FedLock: FOMC Hawkishness

This methodology was written by Claude (Anthropic) with editing and direction from Joe Weisenthal.

What This Measures

Each point represents a single Federal Reserve speech scored on a hawkish–dovish spectrum. A score of 50 is neutral. Higher scores indicate a preference for tighter monetary policy; lower scores indicate a preference for accommodation.

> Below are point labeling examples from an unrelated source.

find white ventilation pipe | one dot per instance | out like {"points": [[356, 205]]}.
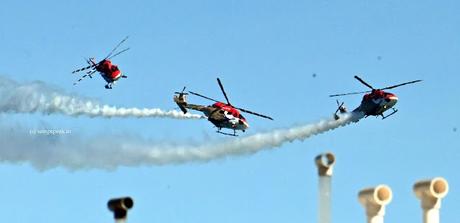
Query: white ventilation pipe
{"points": [[325, 163], [374, 201], [430, 193]]}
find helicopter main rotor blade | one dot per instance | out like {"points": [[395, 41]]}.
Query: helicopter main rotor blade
{"points": [[118, 53], [223, 91], [82, 69], [398, 85], [253, 113], [200, 95], [352, 93], [116, 47], [363, 82]]}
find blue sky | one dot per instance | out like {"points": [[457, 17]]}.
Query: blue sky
{"points": [[266, 53]]}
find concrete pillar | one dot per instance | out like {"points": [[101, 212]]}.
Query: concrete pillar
{"points": [[430, 193], [374, 201], [325, 163]]}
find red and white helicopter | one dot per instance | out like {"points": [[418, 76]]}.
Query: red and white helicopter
{"points": [[375, 102], [221, 114], [110, 72]]}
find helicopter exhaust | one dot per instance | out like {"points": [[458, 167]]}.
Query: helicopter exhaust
{"points": [[120, 207], [374, 201], [431, 192], [37, 97]]}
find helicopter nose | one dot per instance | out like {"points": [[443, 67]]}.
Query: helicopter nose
{"points": [[391, 101], [244, 124]]}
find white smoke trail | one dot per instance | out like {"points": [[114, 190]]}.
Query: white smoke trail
{"points": [[109, 152], [39, 97]]}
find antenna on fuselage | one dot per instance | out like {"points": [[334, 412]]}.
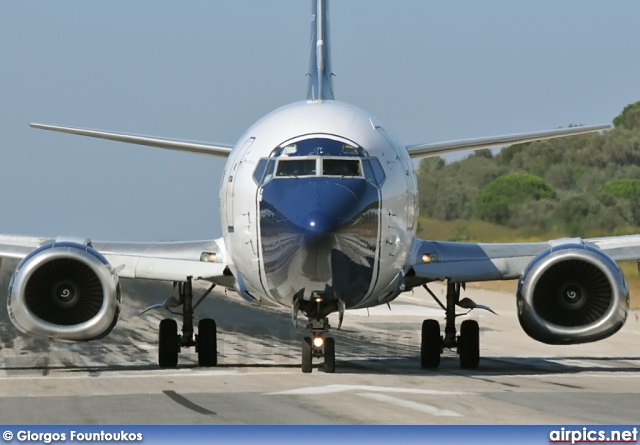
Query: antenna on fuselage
{"points": [[320, 83]]}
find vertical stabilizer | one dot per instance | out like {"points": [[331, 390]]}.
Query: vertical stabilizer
{"points": [[320, 82]]}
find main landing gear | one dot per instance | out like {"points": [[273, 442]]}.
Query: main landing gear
{"points": [[170, 342], [467, 343], [318, 346]]}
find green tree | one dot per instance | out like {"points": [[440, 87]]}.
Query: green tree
{"points": [[496, 200], [629, 118]]}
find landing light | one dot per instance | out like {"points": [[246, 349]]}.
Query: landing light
{"points": [[208, 257], [429, 258]]}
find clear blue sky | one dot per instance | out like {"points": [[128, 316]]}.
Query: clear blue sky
{"points": [[206, 70]]}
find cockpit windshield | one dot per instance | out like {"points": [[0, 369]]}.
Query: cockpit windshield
{"points": [[341, 167], [319, 156], [296, 167]]}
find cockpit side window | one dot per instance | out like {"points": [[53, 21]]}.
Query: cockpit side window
{"points": [[259, 171], [269, 173], [295, 167], [341, 167], [378, 172]]}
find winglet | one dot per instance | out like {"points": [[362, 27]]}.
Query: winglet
{"points": [[320, 85]]}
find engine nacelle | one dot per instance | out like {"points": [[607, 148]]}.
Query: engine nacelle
{"points": [[572, 294], [64, 290]]}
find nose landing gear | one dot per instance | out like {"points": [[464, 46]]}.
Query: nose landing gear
{"points": [[317, 345]]}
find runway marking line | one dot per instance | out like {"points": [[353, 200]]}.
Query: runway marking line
{"points": [[421, 407], [332, 389]]}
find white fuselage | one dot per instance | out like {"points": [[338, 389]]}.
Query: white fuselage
{"points": [[271, 221]]}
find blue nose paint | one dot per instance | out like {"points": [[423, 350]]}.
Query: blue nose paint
{"points": [[318, 231]]}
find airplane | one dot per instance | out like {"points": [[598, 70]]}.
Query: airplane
{"points": [[319, 210]]}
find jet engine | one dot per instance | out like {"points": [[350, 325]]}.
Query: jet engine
{"points": [[64, 290], [573, 293]]}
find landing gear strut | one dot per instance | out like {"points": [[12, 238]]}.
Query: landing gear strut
{"points": [[467, 343], [170, 342], [318, 345]]}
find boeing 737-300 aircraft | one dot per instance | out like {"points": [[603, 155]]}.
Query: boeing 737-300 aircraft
{"points": [[319, 208]]}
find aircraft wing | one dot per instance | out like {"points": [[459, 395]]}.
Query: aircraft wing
{"points": [[219, 150], [169, 261], [443, 148], [469, 262]]}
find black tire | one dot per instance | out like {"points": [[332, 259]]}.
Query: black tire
{"points": [[469, 344], [329, 355], [307, 355], [168, 345], [207, 343], [431, 345]]}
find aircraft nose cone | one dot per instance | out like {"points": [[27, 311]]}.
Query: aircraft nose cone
{"points": [[319, 222], [314, 206]]}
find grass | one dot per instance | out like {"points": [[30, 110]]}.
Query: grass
{"points": [[480, 231]]}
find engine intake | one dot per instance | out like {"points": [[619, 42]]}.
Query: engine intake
{"points": [[64, 291], [572, 294]]}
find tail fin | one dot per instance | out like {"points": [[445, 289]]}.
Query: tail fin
{"points": [[320, 82]]}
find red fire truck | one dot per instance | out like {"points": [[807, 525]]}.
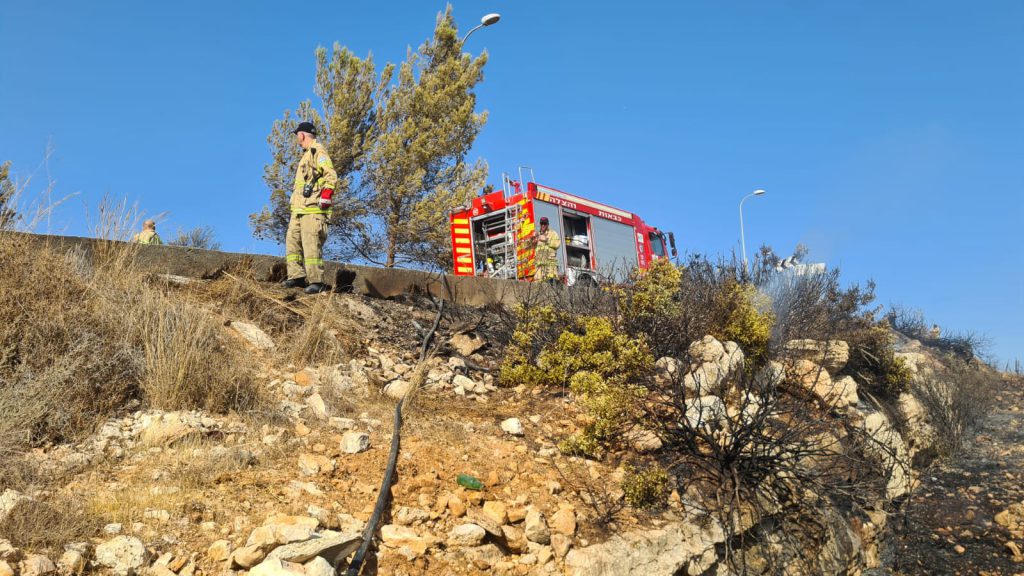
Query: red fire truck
{"points": [[495, 236]]}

The scores are not based on keyword counts, dictionary methods, or pre-trained classifiers. They come from a pairwise tournament: Gemini 2.0 Flash reads two anonymized speeches side by side and decides which takes the more hawkish position. After 67,000 of these head-to-head comparisons across 4,479 policy speeches, a TrueSkill rating engine produces a continuous score for each speech. That works out to roughly 30 comparisons per speech on average, which is well past the point where ratings stabilize. By the end of the tournament, every speech had converged to a confidence interval (σ) below 2.0 on a 100-point scale, meaning additional comparisons would not meaningfully change the rankings.

How the Comparisons Work

Each comparison presents two speeches with speaker identities stripped out. Names, titles, and structural labels (e.g., “CHAIR POWELL.”) are replaced with generic tokens so the judge cannot identify who is speaking. This matters because the model has been trained on vast amounts of text about the Fed, and it “knows” who the hawks and doves are. Without anonymization, it could let that prior knowledge influence its judgments rather than reading the text on its merits. (We tested this directly. See Name Contamination below.)

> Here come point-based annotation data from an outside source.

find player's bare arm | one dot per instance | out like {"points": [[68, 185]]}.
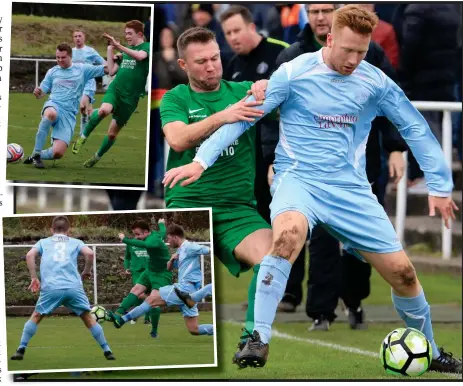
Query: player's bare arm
{"points": [[137, 55], [181, 136]]}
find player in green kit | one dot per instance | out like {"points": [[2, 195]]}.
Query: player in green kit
{"points": [[156, 274], [190, 113], [121, 98]]}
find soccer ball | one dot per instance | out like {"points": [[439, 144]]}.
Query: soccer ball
{"points": [[406, 351], [14, 153], [98, 313]]}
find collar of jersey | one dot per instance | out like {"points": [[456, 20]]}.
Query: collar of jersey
{"points": [[211, 96]]}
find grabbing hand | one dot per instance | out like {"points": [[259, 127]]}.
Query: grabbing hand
{"points": [[446, 207], [191, 172]]}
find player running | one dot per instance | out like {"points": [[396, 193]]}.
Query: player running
{"points": [[156, 274], [60, 283], [327, 101], [82, 53], [190, 113], [121, 98], [187, 259], [65, 83]]}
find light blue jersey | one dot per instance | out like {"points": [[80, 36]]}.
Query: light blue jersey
{"points": [[88, 55], [58, 266], [189, 264], [325, 120], [66, 85]]}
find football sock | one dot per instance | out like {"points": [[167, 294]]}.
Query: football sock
{"points": [[249, 324], [416, 313], [271, 283], [30, 328], [206, 329], [42, 134], [154, 315], [47, 154], [105, 146], [137, 312], [202, 293], [129, 301], [98, 334], [83, 122], [93, 122]]}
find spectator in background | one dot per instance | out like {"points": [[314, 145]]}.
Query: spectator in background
{"points": [[385, 36], [254, 59], [165, 61], [331, 274], [286, 21], [427, 72]]}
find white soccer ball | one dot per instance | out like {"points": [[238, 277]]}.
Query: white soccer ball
{"points": [[14, 153], [406, 351], [99, 313]]}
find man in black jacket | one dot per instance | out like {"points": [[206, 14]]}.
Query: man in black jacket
{"points": [[332, 275], [254, 59]]}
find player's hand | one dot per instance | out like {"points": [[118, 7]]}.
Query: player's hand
{"points": [[111, 41], [35, 285], [396, 166], [37, 92], [191, 172], [258, 89], [446, 207], [242, 111], [270, 175]]}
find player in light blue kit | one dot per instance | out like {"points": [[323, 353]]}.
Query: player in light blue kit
{"points": [[65, 83], [188, 290], [327, 101], [60, 283], [82, 53]]}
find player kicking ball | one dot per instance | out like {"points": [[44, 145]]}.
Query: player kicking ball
{"points": [[187, 260], [61, 284], [121, 98], [65, 83], [327, 101]]}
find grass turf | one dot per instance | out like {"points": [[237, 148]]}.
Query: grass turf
{"points": [[65, 343], [123, 164]]}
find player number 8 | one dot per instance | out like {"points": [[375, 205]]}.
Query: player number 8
{"points": [[60, 252]]}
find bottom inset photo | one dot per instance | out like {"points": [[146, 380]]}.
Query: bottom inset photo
{"points": [[112, 291]]}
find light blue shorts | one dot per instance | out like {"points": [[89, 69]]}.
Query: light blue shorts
{"points": [[168, 294], [90, 92], [354, 216], [63, 127], [73, 298]]}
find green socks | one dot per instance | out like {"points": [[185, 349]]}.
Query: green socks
{"points": [[105, 146], [249, 324]]}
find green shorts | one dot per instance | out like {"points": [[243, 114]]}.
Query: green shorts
{"points": [[122, 107], [154, 280], [230, 227]]}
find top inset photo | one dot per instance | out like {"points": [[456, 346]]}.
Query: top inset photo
{"points": [[79, 97]]}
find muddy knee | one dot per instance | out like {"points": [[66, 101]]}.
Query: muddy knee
{"points": [[286, 242], [405, 276]]}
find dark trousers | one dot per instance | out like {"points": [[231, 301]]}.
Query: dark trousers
{"points": [[333, 274]]}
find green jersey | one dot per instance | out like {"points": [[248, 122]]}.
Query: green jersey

Alongside each excerpt, the judge sees macroeconomic conditions at the time of the speech: Core PCE inflation, unemployment rate, GDP growth, and the VIX. This macro-relative calibration is the key design choice. A speaker urging caution on rate cuts when inflation is at 2.1% is meaningfully hawkish; the same language when inflation is at 8.5% is just stating the obvious.

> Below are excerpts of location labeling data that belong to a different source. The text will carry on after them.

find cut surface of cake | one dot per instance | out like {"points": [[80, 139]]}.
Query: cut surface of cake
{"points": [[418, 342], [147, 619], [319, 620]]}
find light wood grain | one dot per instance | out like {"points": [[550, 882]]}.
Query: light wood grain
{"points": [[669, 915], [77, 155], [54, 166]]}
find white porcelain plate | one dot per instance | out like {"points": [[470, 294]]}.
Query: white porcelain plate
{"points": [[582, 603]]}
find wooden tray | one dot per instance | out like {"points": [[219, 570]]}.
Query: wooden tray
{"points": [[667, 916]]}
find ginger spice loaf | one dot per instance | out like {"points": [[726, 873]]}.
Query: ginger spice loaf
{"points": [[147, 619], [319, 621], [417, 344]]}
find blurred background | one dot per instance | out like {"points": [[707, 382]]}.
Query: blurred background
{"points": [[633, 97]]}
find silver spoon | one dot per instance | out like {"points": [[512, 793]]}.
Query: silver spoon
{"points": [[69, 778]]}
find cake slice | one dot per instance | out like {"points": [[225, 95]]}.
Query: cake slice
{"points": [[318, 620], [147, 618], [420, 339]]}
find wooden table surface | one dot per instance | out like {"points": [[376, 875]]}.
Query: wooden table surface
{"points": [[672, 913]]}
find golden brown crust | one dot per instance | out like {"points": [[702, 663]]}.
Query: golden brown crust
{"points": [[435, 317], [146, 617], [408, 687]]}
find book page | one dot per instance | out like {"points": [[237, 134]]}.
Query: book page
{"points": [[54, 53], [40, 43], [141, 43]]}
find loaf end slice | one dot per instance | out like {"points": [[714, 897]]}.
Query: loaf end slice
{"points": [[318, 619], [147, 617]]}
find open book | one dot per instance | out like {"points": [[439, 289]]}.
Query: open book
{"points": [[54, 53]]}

How a pairwise comparison is presented to the judge

Each comparison presents two redacted excerpts with macroeconomic context. The judge decides which speaker takes the more hawkish stance relative to conditions at the time.

Why Gemini Flash?

The judge model is Gemini 2.0 Flash, accessed via the OpenRouter API. The entire tournament cost approximately $33. Using a fast, inexpensive model demonstrates that the LLM-as-judge technique is accessible and reproducible. You don’t need expensive frontier models to produce meaningful sentiment rankings. Parallel tournaments using Claude Sonnet and DeepSeek V3 produced closely aligned results, confirming that the signal comes from the method, not the model.

Why Pairwise?

Why not just ask the model to score each speech directly on a 1–100 scale? We tried that too. The same model scored the same speeches both ways. The difference is striking:

Pairwise tournament vs direct scoring distribution

Both distributions use Gemini 2.0 Flash on the same FOMC policy corpus.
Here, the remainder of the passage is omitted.